Untitled Document
|
Grief at the funeral of a
driver, killed on Saturday by gunmen |
The bodies are arriving at the mortuary in Baghdad in such large numbers
that the orderlies have run out of places to store them properly.
They are forced to leave them in piles in the overloaded freezer compartments
or send them for burial in anonymous graves.
Last month there were 972 corpses received, almost all victims of violent
death. The vast majority were brought in with bullet holes. Many had their hands
bound and faces mutilated.
No one knows quite how many people are being killed in Iraq or by whom.
But the evidence at Baghdad's mortuary shows that the number has increased
and that the number of Iraqis killed in the capital every two months is equivalent
to the total number of US troops to die in the conflict so far.
Since July, the number of bodies counted at the mortuary has hovered around
1,000, up from 596 in March. Three quarters are male, most aged between 15 and
45.
"We have to cope with extraordinary numbers," said Faed Bakr, the facility's
director.
May saw a record number of bodies from suicide bombings, June beheadings and
now it is assassinations and drive-by shootings.
Under medical law any person who dies from natural causes can have their death
certificate issued by a doctor.
Only those who die violently or suspiciously have to be sent to a mortuary.
Some are the result of road crashes, others are household accidents.
Most are the victims of what started as an insurgent resistance to foreign
"invaders" and is now evolving into a sectarian struggle between Shia
Arabs and Sunnis.
Post mortem examinations reveal that a significant number of gunshot deaths
involve a single bullet, execution style.

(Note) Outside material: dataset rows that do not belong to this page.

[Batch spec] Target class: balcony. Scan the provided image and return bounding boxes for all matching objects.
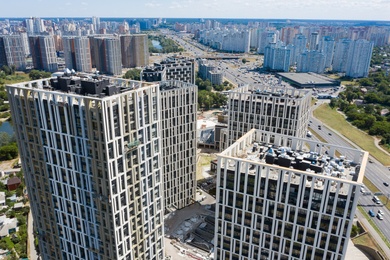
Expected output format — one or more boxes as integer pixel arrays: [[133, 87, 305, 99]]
[[125, 140, 141, 152]]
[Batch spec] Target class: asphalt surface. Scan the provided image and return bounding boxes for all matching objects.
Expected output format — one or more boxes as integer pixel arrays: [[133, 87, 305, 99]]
[[172, 30, 390, 258]]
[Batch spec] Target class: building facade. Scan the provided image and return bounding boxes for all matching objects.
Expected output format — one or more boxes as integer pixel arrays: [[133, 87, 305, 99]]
[[28, 35, 58, 72], [297, 50, 326, 74], [62, 37, 92, 72], [120, 34, 149, 68], [0, 35, 26, 70], [160, 81, 198, 212], [222, 85, 311, 149], [89, 36, 122, 75], [318, 36, 335, 69], [263, 42, 291, 72], [7, 76, 164, 260], [155, 57, 195, 84], [214, 129, 368, 260]]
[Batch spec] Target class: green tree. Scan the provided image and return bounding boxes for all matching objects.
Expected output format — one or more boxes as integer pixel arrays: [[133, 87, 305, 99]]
[[28, 70, 51, 80], [123, 69, 141, 80]]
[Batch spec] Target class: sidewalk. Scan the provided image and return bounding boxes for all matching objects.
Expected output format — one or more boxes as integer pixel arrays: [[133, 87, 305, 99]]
[[355, 209, 390, 259]]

There are cases of people having had electrical drills forced through their
skulls and into their brains. Others have had their eyes burnt out. Many had
hands bound by tape or handcuffs.
The mortuary echoes with the cries of anguish and anger from relatives. One
young man being held up by two friends at the entrance, shouted at the sky demanding
how he could be living in a world where his four brothers were snatched from
their family home by a gang of masked gunmen.
Inside the faded yellow brick building, groups huddled around computer terminals
as attendants displayed pictures of the bodies yet to be identified, their faces
white and expressionless and photographed lying on a mortuary slab.

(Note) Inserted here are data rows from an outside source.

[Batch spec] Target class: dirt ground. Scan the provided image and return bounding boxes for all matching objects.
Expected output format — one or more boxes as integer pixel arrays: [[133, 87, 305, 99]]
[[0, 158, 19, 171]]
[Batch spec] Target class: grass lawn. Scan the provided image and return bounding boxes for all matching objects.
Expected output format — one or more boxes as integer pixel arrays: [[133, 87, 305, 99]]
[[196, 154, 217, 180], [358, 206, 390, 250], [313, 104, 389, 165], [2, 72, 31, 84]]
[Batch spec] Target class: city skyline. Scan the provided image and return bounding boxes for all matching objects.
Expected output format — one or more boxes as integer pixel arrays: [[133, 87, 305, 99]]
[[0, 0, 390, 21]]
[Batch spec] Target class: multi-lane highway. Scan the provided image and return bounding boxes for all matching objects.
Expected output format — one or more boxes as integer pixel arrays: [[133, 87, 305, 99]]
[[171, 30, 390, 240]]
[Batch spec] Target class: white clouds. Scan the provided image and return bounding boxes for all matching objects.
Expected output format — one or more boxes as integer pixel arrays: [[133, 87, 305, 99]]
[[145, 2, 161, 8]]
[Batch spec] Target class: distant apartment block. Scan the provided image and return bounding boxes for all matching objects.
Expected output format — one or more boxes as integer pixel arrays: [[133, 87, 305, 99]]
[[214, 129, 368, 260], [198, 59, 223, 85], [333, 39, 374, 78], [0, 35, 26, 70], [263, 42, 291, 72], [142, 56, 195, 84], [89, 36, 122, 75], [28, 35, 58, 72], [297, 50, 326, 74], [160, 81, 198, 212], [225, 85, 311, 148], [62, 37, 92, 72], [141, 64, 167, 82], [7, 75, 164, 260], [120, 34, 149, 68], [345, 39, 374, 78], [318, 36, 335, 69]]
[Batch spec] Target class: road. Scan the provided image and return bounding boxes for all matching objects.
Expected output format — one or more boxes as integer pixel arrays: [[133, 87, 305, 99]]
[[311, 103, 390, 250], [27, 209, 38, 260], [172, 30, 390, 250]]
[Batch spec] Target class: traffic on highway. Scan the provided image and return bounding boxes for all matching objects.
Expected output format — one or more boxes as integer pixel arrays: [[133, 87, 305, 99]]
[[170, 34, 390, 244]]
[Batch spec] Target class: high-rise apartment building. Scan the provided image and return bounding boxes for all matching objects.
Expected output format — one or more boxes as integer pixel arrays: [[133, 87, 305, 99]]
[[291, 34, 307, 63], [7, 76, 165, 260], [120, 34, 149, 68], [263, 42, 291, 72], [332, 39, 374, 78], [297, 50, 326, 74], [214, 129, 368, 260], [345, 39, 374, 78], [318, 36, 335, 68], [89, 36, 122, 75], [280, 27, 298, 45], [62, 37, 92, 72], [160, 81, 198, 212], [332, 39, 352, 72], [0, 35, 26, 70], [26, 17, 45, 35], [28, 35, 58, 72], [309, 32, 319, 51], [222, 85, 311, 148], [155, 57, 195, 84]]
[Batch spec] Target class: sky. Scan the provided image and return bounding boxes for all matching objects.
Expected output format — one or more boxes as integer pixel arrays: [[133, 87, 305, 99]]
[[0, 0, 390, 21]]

One woman, Um Hussein, recognised her son - only to be told that overcrowding
meant his body had already been taken to Najaf for burial at the cemetery there.

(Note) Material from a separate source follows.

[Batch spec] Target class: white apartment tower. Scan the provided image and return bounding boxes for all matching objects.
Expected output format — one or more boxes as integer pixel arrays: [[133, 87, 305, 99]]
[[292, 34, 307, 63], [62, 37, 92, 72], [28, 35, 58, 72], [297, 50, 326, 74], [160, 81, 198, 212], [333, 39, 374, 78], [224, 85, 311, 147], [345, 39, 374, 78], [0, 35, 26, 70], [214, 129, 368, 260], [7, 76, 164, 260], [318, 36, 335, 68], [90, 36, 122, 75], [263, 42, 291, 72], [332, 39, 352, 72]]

Her remaining three sons were given the plot number so they that could make
the journey to dig up the corpse to transfer him to the family's burial plot
in the suburbs of Baghdad.
"We are trying to expand our facilities so we can have more storage,"
Mr Bakr said. "But there is no money for new buildings or extra staff.
We have only 12 pathologists. It is very difficult."
Though it is the suicide bombings with their mass casualties that gain the
most attention it is these individual cases of shootings that are now the primary
cause of loss of life in this conflict.